RUU MIGAS
Badan Pengganti SKK Migas Diminta Tak Cuma Atur Hulu Minyak & Gas
Sabrina Mulia Rhamadanty
26 August 2026 14:10

Bloomberg Technoz, Jakarta – Penasihat Ikatan Ahli Teknik Perminyakan Indonesia (Iatmi) Hadi Ismoyo menyatakan kewenangan Badan Usaha Khusus (BUK) Migas dalam Rancangan Undang-undang Minyak dan Gas Bumi (RUU Migas) perlu diperluas hingga mencakup pengelolaan sektor hulu dan hilir sekaligus.
Langkah ini dinilai dapat memberikan kewenangan yang lebih besar bagi lembaga baru tersebut dibandingkan dengan Satuan Kerja Khusus Pelaksana Kegiatan Usaha Hulu Minyak dan Gas Bumi (SKK Migas).
"BUK yang baru akan lebih kuat daripada SKK Migas yang kita kenal sebelumnya.
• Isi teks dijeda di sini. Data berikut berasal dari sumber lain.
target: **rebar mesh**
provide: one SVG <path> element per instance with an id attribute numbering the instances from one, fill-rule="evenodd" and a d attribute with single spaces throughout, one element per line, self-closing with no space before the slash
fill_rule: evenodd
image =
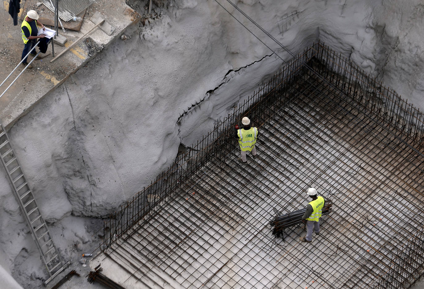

Jika diperlukan, lembaga ini sebaiknya memegang sektor hulu dan hilir sekaligus," ujar Hadi saat dihubungi, Rabu (26/8/2026).
Hadi menjelaskan, dalam draf revisi UU Migas, Ketua BUK Migas dirancang untuk bertanggung jawab langsung kepada Presiden.
Selain itu, pimpinan BUK Migas juga akan berkoordinasi secara teknis (dot line) dengan kementerian terkait demi memperkuat ketahanan energi nasional. Untuk itu, perluasan wewenang lembaga tersebut dinilai sangat wajar.